Getting it right in the title: this post really has absolutely nothing to do with Rick Perry running for president
The other day Jason Embry reported:Recapping a report that Republican National Committeeman Bill Crocker made to state party leaders, Munisteri wrote, "Bill also gave a report at my request, on his efforts to preserve Texas as a more important player in the upcoming presidential contest of 2012. Bill already eloquently presented a proposal to the RNC to allow Texas more flexibility in holding its presidential primary, but we narrowly lost at the last RNC meeting. Consequently, I've asked Bill to head an informal committee to look at Texas' options at becoming a bigger player in 2012, including the feasibility and consequences of moving up the Texas primary and/or holding a straw poll."
This led Paul Burka to write a post headlined: This post has absolutely nothing to do with Rick Perry running for president
I really thought that Perry would wait until after the general election to reveal his presidential ambitions, but here they are, out in the open. Perry always has a plan, always knows what his next step is going to be, and this looks like step one of the coming presidential campaign.
What sayeth wikipedia?
Confirmation bias is a tendency for people to favor information that confirms their preconceptions or hypotheses regardless of whether the information is true. As a result, people gather evidence and recall information from memory selectively, and interpret it in a biased way. The biases appear in particular for emotionally significant issues and for established beliefs.
It doesn't seem very likely that Munisteri is acting at the behest of the Perry campaign or to win the governor's approval.

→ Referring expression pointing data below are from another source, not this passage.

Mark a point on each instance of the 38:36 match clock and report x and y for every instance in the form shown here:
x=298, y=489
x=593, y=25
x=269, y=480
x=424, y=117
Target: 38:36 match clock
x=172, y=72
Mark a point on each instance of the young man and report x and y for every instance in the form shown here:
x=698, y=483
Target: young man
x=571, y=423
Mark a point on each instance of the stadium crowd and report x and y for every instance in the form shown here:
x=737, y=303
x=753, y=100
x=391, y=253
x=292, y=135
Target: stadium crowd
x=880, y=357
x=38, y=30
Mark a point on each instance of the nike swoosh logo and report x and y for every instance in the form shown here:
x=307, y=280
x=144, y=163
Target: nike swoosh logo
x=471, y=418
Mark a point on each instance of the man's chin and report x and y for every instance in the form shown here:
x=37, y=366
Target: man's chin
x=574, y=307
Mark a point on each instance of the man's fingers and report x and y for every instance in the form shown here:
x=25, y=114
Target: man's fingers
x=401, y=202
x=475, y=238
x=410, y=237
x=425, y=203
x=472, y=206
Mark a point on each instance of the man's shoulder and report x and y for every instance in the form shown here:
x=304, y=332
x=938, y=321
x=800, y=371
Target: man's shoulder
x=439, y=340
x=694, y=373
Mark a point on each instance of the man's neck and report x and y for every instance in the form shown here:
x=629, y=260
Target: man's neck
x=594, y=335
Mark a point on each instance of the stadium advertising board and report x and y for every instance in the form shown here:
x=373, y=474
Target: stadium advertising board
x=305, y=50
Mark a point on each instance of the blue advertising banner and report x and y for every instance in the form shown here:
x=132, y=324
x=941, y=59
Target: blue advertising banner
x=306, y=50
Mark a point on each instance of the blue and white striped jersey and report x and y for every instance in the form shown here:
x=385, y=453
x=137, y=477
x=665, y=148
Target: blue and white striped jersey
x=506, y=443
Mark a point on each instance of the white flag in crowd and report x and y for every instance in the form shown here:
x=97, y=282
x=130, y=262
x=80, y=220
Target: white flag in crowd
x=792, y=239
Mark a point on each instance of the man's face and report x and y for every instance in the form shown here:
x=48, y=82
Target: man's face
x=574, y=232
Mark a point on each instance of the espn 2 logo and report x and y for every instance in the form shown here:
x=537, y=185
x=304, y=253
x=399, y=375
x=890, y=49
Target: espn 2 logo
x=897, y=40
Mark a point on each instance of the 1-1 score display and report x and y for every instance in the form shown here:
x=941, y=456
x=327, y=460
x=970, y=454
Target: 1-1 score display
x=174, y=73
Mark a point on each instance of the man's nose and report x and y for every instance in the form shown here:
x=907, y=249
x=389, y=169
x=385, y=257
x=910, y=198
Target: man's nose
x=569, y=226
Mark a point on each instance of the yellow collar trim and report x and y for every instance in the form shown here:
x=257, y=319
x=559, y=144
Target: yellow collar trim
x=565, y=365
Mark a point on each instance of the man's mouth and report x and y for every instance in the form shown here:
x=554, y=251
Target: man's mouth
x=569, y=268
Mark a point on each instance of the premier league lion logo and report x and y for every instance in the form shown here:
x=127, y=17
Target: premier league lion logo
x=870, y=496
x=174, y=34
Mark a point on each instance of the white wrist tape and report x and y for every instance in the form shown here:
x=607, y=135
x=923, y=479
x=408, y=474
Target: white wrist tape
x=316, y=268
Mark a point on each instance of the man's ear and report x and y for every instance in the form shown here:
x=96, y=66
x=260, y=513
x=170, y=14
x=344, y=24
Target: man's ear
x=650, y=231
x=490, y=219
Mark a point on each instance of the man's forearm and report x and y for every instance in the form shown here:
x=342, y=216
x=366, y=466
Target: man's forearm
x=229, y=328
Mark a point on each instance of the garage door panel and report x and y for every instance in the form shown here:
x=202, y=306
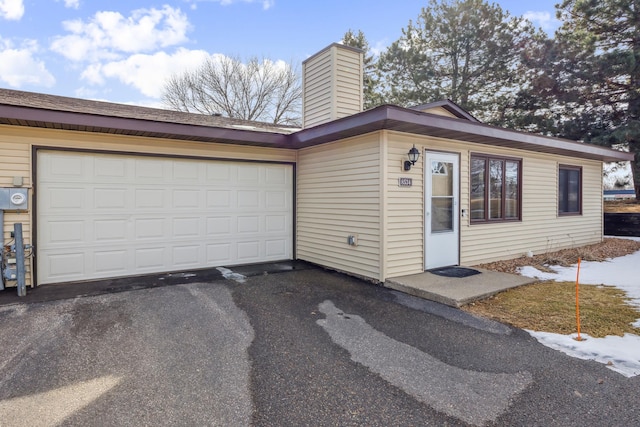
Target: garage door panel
x=186, y=227
x=149, y=170
x=67, y=266
x=275, y=248
x=111, y=262
x=114, y=215
x=149, y=228
x=110, y=198
x=219, y=253
x=146, y=198
x=248, y=199
x=220, y=225
x=219, y=199
x=187, y=256
x=248, y=251
x=110, y=230
x=111, y=169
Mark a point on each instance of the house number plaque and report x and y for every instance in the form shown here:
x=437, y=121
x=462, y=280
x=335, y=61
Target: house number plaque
x=405, y=182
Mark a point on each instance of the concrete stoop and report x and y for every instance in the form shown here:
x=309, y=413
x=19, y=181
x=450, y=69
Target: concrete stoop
x=454, y=291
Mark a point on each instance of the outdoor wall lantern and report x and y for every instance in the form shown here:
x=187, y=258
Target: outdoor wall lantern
x=413, y=154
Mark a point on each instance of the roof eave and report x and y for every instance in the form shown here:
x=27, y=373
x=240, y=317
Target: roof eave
x=411, y=121
x=35, y=117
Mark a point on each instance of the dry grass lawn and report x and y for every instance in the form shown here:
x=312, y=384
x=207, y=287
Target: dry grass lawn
x=550, y=306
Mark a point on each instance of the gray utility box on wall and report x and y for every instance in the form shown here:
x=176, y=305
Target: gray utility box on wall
x=14, y=199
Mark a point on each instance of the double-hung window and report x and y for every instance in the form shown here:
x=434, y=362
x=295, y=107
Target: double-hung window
x=496, y=187
x=569, y=190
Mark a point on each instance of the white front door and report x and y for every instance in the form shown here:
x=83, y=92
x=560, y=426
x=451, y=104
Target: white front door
x=442, y=221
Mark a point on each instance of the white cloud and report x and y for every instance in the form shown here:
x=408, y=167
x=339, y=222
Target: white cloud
x=18, y=66
x=266, y=4
x=71, y=4
x=544, y=20
x=11, y=9
x=147, y=73
x=109, y=35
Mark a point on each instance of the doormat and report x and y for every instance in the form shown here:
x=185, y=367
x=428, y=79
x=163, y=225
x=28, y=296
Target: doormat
x=454, y=271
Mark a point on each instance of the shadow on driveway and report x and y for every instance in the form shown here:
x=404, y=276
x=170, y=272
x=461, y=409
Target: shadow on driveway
x=99, y=287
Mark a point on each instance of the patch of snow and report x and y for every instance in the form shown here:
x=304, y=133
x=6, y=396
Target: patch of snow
x=229, y=274
x=621, y=354
x=185, y=274
x=617, y=176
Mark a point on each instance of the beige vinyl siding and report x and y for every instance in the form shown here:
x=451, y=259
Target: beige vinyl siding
x=15, y=161
x=404, y=209
x=338, y=194
x=541, y=229
x=16, y=144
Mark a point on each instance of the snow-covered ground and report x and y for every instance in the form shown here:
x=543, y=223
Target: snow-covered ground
x=622, y=354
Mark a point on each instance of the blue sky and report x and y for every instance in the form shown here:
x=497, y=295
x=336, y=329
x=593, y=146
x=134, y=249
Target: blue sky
x=122, y=51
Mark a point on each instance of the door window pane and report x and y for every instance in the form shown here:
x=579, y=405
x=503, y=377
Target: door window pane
x=441, y=179
x=441, y=214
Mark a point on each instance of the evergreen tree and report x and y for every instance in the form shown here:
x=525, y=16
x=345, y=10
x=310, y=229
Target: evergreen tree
x=465, y=50
x=599, y=73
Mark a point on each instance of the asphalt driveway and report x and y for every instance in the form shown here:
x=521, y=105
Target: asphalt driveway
x=303, y=347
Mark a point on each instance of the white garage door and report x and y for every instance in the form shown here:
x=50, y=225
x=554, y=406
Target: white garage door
x=102, y=216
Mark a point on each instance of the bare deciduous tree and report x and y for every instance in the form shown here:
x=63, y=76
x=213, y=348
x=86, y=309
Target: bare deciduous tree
x=260, y=90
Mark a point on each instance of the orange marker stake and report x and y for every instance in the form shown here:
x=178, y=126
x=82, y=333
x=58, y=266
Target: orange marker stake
x=578, y=301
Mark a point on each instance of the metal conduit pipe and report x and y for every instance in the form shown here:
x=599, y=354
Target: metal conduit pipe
x=21, y=270
x=1, y=249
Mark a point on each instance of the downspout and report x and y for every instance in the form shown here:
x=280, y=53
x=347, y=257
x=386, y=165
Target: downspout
x=1, y=249
x=20, y=267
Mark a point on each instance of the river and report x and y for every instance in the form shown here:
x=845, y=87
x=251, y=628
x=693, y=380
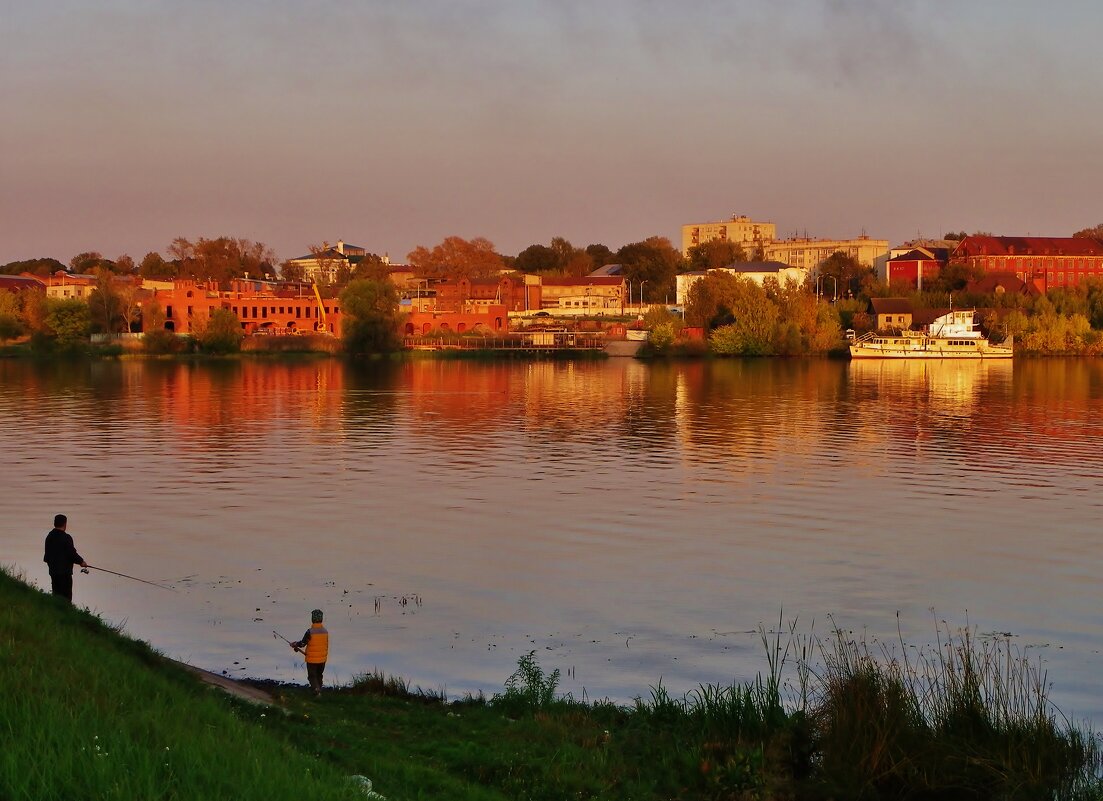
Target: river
x=631, y=523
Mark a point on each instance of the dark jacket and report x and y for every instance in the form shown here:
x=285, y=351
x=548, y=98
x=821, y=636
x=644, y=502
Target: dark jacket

In evaluating such a claim, it's useful to think about the point of view of the person involved. About six months ago, Steve Munisteri got himself elected Republican state chair pretty much on his own. Perry didn't handpick him to be the chair of the state party, as is often the case in other states. He got elected by putting together his own coalition; in other words, he has his own power base and doesn't owe Perry anything. Perry, like his predecessor, has largely stayed out of the inner workings of the state party. So as long as Munisteri doesn't get the governor really angry, it's unlikely that Perry will cause trouble to any potential Munisteri re-election bid.
From Perry's perspective, it'd be awfully odd for him or his campaign not to keep their eyes focused on winning in November. They're not really known for leaving stones unturned and being undisciplined when it comes to campaigning. Furthermore, it makes no sense for them to do it now and not later when there is no reason to rush that I am aware of.
In fact, there is an alternative explanation that makes much more sense: Munisteri was doing what party chairs always do. They try to get their states to be more influential in the process. The party activists most important to Munisteri's re-election would like to see Texas have more influence in the presidential nomination process. Most of them have been wanting that for decades.
Finally, Munisteri's own bio makes particular note of the fact that part of the start of his involvement in politics was one of Texas' last important presidential primaries. You don't think that makes him want Texas to be involved in the process again?
Maybe Rick Perry really is running for president. I've written many times that I doubt it, including recently. But when Munisteri does what party chairs normally do, for the stated reasons that they normally do them -- that is not confirmation nor rejection of the theory.